Guinea ha declarado este jueves una alerta pública de emergencia  sanitaria por el brote de ébola que ha acabado con la vida de más de  1069 personas en todo el mundo y ha enviado a trabajadores sanitarios  a los puestos fronterizos más afectados, según ha asegurado un  portavoz del Gobierno.   Se estima que alrededor de 377 personas han muerto en Guinea desde  que comenzara la epidemia de ébola en marzo, en una remota región de  Guinea que bordea con Liberia y Sierra Leona.

    13 ago 2014 / 22:00 H.

       Guinea ha asegurado que el brote está bajo control en el país,  pero que, al estar sus países vecinos en una situación peor, son  necesarias nuevas medidas para prevenir que la infección vuelva a  propagarse.   "Camiones llenos de material y personal sanitario están siendo  transportados a todos los puntos de las fronteras con Liberia y  Sierra Leona", ha indicado el presidente de la comisión de Ébola de  Guinea, Aboubacar Sidiki Diakité, que ha apuntado que unas 3.000  personas están esperando en los 17 puestos fronterizos para poder  entrar en el país.   "Todos los enfermos han sido aislados inmediatamente. La gente va  a ser objeto de seguimiento. No podemos correr el riesgo de dejar  entrar a todo el mundo sin antes hacerles un chequeo", ha explicado  Diakité.   Sierra Leona ha declarado una emergencia nacional por ébola al  igual que Liberia que tiene la esperanza puesta en el fármaco  experimental ZMapp que empezará a repartir entre sus enfermos este  jueves.   La farmacéutica canadiense Tekmira está explorando la posibilidad  de hacer más dosis de este fármaco experimental contra el ébola,  según ha asegurado el jefe ejecutivo de Tekmira, Mark Murray.   Nigeria, que ha también a declarado la emergencia nacional este  jueves, ha asegurado que en su país se han detectado un total de 11  casos, todos relacionados con el primero, un doctor liberiano enfermo  de ébola que llegó al aeropuerto de Lagos.

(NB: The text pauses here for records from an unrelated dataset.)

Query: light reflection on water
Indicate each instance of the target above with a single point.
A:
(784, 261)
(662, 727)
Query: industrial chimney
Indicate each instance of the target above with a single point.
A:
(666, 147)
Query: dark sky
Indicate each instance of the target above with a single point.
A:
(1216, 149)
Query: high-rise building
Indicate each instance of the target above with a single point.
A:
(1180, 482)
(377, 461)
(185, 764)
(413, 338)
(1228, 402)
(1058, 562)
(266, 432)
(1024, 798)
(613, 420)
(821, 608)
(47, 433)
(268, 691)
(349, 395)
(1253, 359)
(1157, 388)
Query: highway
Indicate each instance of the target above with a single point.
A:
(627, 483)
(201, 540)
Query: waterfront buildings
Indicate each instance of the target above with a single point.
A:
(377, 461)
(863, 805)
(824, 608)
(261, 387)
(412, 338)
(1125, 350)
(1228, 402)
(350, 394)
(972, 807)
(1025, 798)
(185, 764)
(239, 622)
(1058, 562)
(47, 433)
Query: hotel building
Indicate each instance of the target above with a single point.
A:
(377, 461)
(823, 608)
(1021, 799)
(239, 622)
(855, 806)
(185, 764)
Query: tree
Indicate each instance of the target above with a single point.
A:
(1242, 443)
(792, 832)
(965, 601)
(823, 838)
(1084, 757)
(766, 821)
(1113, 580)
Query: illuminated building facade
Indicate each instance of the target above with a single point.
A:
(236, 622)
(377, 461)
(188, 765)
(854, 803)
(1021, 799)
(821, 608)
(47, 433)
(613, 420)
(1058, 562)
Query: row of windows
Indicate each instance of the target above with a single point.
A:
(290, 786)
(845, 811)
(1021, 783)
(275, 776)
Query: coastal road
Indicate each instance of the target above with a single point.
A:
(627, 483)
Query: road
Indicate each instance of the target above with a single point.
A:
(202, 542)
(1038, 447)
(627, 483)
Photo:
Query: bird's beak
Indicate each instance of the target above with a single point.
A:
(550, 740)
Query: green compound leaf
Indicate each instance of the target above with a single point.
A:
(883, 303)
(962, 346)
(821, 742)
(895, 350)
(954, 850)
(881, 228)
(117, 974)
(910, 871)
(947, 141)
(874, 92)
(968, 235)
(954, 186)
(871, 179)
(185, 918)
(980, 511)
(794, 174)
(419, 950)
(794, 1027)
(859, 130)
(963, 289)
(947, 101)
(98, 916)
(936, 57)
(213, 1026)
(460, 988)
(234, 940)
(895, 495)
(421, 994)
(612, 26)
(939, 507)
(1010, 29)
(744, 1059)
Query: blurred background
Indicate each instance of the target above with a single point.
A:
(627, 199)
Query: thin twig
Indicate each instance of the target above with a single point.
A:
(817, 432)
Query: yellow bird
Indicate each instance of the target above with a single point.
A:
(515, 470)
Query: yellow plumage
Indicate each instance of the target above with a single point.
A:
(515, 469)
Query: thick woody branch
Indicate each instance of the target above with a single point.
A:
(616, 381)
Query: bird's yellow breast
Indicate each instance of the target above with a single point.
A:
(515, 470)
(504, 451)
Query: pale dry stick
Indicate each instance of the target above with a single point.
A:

POCOS RECURSOS ECONÓMICOS   Los expertos en salud dicen que las respuestas de los gobiernos  ante este brote deben ser estrictas para evitar su propagación y  evitar medidas que puedan inducir al pánico.   La tarea se hace muy difícil debido a que la capacidad de los  servicios de salud en los tres países más afectados por el brote se  ha estirado al punto de casi llegar a desbordarse y la desconfianza  de los trabajadores sanitarios en algunas comunidades rurales es  alta.   Además, 170 trabajadores de la salud se han infectado y al menos  81 han muerto, según la Organización Mundial de la Salud (OMS). Tres  de los muertos están en Nigeria.